Just as with speakers of first- and second-language varieties of English, there’s a flexibility and generosity of interpretation that enables ELF users to manage, in real time, the inevitably fuzzy edges that come with creating an utterance before we know how it’s going to end. It might not always meet the expectations of the listener, but the linear sequence of speech moves fast, and there’s not much time to dwell on these relatively insignificant – and infrequent – mismatches between form and function. Listeners don’t likely invest much attention in reconciling any (potential) mismatches with a single word’s form and function, as attention moves quickly to the next chunk of information. I think it’s fair to say that we ELF researchers are way more interested in these fuzzy edges of talk than the language users themselves. In this respect, much ELF research – and to be fair, a great deal of linguistic research based on transcriptions of speech – makes a mountain out of a molehill, when it’s really just needles in a haystack.

Take my data please

If you’ve read this far, you might like to see the data yourself. While writing the program to generate these findings, I spent a few hours making a concordancer for the VOICE POS XML corpus. The online search interface for the POS-tagged VOICE gives an inexplicably meager four words of context (two left, two right) which is oftentimes unuseful. For this study, I output all 1904 examples of non-matching form-function tags to spreadsheet formats (Excel and .csv), with each non-matching token in its own column, up to 10 tokens of context on the left and right, and additional columns for the form tag, function tag, and filename. By using the “Filters” feature of Excel, for example, it’s easy to find and sort through whatever tag combinations you’re interested in. If you need a more detailed description of what this data includes and excludes, please send me an email. If you need info on the VOICE tagging and transcription conventions, see the VOICE POS-tagging manual.

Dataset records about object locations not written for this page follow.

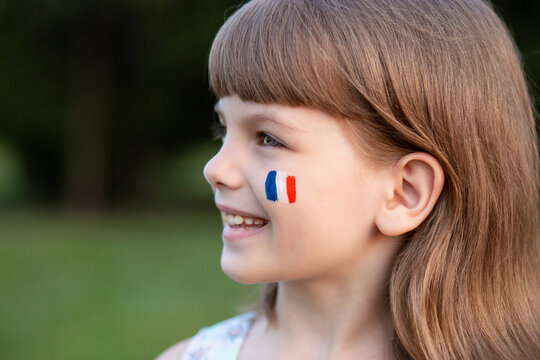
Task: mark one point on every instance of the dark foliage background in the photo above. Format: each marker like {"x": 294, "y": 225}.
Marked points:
{"x": 105, "y": 103}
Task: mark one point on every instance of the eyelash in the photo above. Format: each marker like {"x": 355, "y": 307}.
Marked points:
{"x": 219, "y": 131}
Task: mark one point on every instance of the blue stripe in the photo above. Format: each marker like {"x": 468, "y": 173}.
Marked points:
{"x": 271, "y": 189}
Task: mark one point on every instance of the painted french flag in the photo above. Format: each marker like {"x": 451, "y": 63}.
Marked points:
{"x": 280, "y": 187}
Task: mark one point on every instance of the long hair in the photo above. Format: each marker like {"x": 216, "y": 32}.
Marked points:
{"x": 439, "y": 76}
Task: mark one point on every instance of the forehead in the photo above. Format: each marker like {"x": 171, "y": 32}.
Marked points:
{"x": 233, "y": 109}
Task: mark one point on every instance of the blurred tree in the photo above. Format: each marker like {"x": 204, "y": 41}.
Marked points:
{"x": 95, "y": 93}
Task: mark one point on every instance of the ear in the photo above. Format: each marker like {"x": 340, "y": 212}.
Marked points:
{"x": 417, "y": 182}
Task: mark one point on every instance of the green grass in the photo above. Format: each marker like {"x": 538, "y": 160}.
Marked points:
{"x": 122, "y": 286}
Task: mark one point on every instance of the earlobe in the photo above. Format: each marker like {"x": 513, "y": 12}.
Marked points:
{"x": 417, "y": 182}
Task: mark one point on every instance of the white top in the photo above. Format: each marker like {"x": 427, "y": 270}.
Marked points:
{"x": 221, "y": 341}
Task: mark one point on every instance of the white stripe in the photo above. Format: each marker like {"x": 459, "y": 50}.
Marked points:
{"x": 281, "y": 185}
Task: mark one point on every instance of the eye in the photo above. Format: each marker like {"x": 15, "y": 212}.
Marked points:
{"x": 267, "y": 140}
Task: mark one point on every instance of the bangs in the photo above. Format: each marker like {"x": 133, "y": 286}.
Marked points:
{"x": 276, "y": 52}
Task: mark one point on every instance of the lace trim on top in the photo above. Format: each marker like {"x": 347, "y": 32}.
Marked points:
{"x": 221, "y": 341}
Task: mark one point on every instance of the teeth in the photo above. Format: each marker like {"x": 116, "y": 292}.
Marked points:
{"x": 237, "y": 220}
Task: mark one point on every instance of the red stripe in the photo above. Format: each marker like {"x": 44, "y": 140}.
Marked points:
{"x": 291, "y": 189}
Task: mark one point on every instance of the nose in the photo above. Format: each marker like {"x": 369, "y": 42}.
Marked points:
{"x": 223, "y": 171}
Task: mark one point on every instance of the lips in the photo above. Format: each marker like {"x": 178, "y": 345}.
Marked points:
{"x": 240, "y": 224}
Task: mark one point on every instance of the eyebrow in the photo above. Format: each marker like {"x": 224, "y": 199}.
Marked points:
{"x": 262, "y": 117}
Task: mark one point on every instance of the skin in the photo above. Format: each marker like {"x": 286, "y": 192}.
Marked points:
{"x": 332, "y": 251}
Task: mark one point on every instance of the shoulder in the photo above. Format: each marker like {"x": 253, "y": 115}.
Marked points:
{"x": 175, "y": 352}
{"x": 218, "y": 341}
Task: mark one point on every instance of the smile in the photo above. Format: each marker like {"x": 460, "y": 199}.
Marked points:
{"x": 238, "y": 221}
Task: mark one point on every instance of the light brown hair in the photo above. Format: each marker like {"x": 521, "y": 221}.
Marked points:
{"x": 439, "y": 76}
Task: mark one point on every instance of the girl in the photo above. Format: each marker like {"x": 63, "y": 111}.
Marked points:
{"x": 379, "y": 174}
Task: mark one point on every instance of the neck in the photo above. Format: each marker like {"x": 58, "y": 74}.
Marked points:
{"x": 345, "y": 312}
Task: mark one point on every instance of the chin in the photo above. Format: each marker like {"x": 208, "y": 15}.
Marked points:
{"x": 245, "y": 275}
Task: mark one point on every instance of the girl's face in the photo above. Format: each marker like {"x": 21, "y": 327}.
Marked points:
{"x": 330, "y": 226}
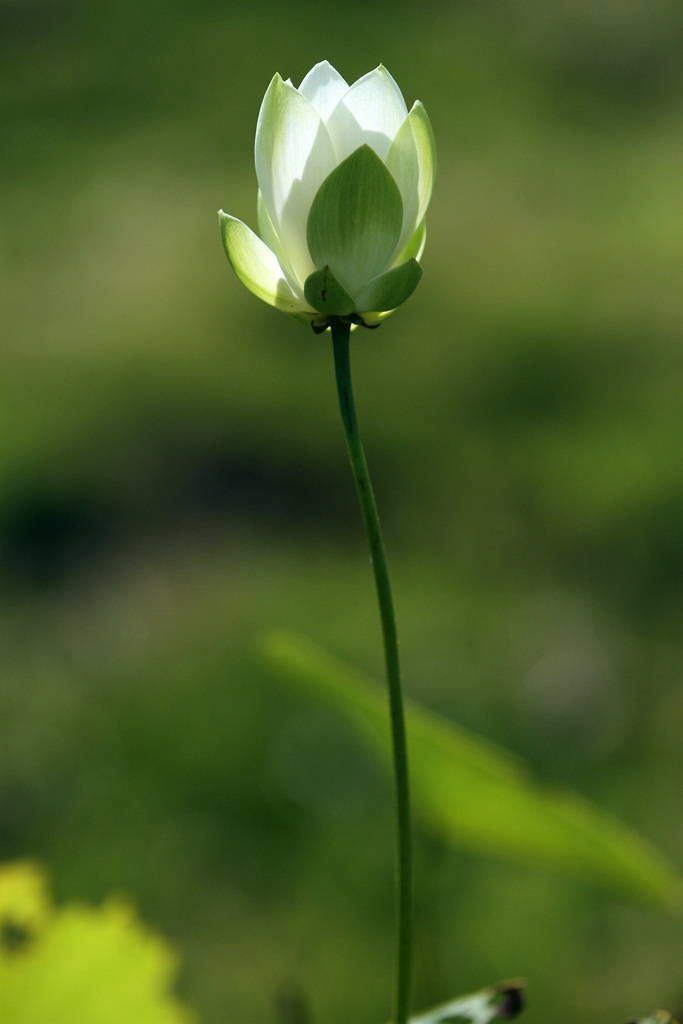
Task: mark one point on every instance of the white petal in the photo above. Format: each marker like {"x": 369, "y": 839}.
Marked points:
{"x": 412, "y": 161}
{"x": 324, "y": 87}
{"x": 257, "y": 266}
{"x": 269, "y": 236}
{"x": 294, "y": 155}
{"x": 372, "y": 112}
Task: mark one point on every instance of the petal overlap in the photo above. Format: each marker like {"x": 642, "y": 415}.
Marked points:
{"x": 345, "y": 174}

Here’s the data in two spreadsheet formats:

 

Update 28.8.14: Below are the files used to generate the figures above. The ‘VOICE_tag_list_pruned.xml’ file is parsed from within the Python program (v. 2.6.6, see comments file). The two Python programs are indentical, but the file with ‘COMMENTS’ label contains lots of added commentary on what is going on where. It assumes basic knowledge of what Python is and stuff like iterating with ‘for’ loops, if/else statements, slices. I’m no expert, so suggestions for improvement are welcome.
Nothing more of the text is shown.